Leseliste 2019 - Sommerupdate
Arnolt Bronnen Edgar Allan Poe
28 - Arnolt Bronnen: „Aisopos“
Eine Jugend-Erinnerungs-Auffrischung. Dieser historische Roman hatte mich in jungen Jahren mächtig beeindruckt, weniger wegen des Plots - der auch - vielmehr wegen des Schreibstils. Der Expressionismus des Theater-Skandal-Autors der frühen 20er schimmert ja noch durch, auf jeden Fall geht der Autor frisch und frech an den altehrwürdigen Stoff ran. Und so ein Fabeldichterleben ist gar nicht langweilig.
Sicher, es war nicht mehr dasselbe, inzwischen kann ich meine frühe Über-Begeisterung nicht so ganz nachvollziehen, aber immerhin:
8 / 10 Punkte
29 - Joel Rose: „Kein Rabe so schwarz“
Ein Roman mit und über Edgar Allan Poe. Allerdings beginnt er als geradliniger historischer Krimi, der authentische Mord-Fälle im New York der 40er Jahre des 19. Jh. aufgreift. Bei der Darstellung der Fälle, aber auch der Lebensumstände der Menschen in dieser Stadt, der teilweise anarchistischen Zustände dort, des Elends und der Kriminalität, besticht der Roman für meine Begriffe durch große Authentizität.

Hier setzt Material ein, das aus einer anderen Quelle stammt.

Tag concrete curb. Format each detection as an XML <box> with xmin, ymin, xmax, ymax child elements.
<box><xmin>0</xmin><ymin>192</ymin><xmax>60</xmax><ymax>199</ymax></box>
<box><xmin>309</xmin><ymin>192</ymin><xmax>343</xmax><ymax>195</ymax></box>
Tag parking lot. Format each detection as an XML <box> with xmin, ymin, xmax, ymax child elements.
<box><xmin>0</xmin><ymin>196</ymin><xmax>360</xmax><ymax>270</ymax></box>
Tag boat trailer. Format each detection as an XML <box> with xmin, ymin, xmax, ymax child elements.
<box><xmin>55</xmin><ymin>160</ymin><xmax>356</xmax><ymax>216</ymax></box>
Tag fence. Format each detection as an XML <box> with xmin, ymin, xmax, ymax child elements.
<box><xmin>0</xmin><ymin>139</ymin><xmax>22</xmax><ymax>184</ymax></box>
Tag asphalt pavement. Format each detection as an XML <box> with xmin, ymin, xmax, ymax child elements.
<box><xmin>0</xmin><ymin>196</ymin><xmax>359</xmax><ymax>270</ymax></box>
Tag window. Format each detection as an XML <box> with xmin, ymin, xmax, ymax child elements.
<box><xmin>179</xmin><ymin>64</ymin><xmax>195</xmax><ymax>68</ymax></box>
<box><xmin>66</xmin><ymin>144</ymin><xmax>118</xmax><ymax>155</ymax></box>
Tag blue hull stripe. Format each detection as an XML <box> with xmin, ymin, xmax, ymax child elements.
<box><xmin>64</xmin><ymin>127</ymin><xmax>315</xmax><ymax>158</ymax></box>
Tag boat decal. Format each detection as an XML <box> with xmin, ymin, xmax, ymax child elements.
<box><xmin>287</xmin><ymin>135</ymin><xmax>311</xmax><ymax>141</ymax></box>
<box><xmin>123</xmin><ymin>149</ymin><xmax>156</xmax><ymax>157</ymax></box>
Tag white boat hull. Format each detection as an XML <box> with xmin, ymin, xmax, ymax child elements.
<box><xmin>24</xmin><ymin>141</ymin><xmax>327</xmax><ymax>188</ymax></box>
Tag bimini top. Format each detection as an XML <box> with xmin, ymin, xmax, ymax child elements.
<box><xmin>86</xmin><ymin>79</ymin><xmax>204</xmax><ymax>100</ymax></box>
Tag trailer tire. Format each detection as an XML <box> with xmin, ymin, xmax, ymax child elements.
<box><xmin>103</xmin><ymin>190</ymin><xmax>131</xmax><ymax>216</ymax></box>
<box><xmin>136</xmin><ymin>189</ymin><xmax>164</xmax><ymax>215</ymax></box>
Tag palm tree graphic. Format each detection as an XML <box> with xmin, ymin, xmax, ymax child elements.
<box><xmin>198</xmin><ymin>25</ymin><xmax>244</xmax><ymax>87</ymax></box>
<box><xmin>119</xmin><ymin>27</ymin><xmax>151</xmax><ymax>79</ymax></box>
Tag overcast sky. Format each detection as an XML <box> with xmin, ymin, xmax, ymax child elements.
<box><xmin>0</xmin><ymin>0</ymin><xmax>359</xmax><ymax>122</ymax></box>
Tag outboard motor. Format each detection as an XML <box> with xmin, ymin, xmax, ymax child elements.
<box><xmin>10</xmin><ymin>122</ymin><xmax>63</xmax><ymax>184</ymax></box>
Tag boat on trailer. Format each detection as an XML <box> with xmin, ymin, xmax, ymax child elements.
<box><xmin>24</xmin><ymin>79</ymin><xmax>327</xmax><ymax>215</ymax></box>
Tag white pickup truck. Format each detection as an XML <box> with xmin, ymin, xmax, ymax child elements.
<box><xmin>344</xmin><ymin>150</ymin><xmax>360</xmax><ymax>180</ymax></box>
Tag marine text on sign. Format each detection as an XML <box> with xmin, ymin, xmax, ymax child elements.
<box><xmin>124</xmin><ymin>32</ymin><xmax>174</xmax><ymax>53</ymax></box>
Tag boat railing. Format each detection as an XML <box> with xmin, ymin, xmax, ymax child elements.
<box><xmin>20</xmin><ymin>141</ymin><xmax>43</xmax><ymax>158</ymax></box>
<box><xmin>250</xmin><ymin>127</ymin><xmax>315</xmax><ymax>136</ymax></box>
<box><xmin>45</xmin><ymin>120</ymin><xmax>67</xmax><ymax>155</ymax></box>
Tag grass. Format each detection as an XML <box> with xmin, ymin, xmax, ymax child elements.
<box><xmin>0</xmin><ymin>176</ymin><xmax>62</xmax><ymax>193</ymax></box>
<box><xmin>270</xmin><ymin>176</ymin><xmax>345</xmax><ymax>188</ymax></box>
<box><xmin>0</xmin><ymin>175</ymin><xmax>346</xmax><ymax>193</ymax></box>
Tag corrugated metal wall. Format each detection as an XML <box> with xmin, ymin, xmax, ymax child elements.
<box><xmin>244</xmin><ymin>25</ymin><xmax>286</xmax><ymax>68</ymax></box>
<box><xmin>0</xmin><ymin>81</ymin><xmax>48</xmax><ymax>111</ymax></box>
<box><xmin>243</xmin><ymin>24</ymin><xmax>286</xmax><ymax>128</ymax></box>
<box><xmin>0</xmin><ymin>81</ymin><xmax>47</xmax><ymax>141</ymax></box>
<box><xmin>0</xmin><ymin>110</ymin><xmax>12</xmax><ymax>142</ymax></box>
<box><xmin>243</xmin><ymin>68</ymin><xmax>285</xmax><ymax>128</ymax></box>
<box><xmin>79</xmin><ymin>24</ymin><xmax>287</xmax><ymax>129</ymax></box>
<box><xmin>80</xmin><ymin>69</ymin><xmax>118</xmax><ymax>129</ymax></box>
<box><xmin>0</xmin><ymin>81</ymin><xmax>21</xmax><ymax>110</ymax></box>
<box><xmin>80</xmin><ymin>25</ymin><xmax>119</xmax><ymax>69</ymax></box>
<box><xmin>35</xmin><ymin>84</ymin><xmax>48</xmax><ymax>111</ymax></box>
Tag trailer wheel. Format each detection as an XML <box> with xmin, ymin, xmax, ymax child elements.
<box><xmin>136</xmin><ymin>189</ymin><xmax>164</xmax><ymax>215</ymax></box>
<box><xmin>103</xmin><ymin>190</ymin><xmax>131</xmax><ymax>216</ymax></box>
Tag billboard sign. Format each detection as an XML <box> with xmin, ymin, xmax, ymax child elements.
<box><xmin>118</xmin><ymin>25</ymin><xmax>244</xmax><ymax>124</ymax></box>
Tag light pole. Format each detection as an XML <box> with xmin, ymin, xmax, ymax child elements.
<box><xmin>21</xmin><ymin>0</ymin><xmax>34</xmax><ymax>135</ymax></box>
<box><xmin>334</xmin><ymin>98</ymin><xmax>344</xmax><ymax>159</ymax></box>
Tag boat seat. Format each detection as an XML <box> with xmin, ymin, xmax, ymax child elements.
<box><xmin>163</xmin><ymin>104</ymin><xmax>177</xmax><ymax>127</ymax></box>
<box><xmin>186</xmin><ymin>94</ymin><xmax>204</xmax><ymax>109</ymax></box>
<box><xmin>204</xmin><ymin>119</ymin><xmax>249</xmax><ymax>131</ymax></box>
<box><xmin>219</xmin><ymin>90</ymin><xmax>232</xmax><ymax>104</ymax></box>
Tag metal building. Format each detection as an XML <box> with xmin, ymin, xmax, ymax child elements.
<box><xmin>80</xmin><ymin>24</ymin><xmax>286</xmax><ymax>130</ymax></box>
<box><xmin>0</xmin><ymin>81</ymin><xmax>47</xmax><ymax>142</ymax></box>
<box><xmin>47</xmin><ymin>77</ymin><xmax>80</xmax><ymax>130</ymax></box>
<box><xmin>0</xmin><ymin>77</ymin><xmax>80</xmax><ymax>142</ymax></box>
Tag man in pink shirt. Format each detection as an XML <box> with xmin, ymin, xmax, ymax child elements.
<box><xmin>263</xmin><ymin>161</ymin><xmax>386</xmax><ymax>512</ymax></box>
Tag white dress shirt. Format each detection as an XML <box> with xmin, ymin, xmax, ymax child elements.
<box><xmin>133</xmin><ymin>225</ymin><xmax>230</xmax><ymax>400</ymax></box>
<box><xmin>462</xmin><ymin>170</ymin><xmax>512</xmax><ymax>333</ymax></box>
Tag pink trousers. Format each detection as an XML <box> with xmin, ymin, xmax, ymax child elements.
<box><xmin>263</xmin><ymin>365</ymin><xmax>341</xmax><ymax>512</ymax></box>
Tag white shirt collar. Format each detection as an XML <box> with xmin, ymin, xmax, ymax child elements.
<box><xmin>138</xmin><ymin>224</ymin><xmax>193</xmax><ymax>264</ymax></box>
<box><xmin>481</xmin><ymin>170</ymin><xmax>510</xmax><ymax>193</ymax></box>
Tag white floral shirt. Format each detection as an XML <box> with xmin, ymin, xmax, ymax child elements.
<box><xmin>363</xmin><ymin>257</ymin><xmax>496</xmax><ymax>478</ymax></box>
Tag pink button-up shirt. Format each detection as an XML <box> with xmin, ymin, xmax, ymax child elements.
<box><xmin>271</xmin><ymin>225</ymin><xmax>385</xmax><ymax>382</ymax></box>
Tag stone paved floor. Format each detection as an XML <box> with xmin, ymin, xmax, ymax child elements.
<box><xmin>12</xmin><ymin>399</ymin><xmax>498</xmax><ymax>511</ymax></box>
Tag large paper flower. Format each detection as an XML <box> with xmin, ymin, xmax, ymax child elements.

Der Roman verquickt sehr geschickt Realität und Fiktion. Poe wird dorrt nicht mehr zum Beobachter und literarischen Kommentator, sondern scheinbar auch direkt in die Kriminalfilme verwickelt.
9 /10 Punkte
30 - Kersten Knipp: „Die Kommune der Faschisten“
Nachdem ich den Autor des Buches auf der LBM 2019 erleben durfte und er mich mit seiner eloquenten und charmanten Art faszinierte, aber auch durch das Thema seines Buches, habe ich nun das besagte Buch auch gelesen. Zur LBM siehe hier: http://www.scifinet....ericht-lbm2019/
Bei der Faszination ist es geblieben. Darf man davon fasziniert sein? Sind ja immerhin „Faschisten“! Na ja, da fängt es schon an: Im Grunde sind es vom Krieg entwurzelte Männer, die nach den Fronterfahrungen nicht mehr so richtig ins normale zivile Leben zurückfanden. Dazu kam eine Portion überzogenen Patriotismus und Nationalismus. Es waren aber auch revolutionäre Romantiker, Futuristen, Abenteuer, die sich von dem Super-Dichter Gabriele D'Annunzio angesprochen fühlten. Die waren nicht mal alle „rechts“, manche sogar explizit links, oder anarchistisch (man hat z.B. Schiffe überfallen, die Material nach Russland bringen sollten, die die Konterrevolutionäre dort unterstützen sollten; man tat dies natürlich, um sich selbst zu versorgen, aber auch, um den Revolutionären in Russland zu helfen). D'Annunzio führte sie nach Fiume, einem Hafenstädtchen an der kroatischen Adria-Küste, das nach Vorstellung nationalistischer Italiener zu Italien gehören sollte.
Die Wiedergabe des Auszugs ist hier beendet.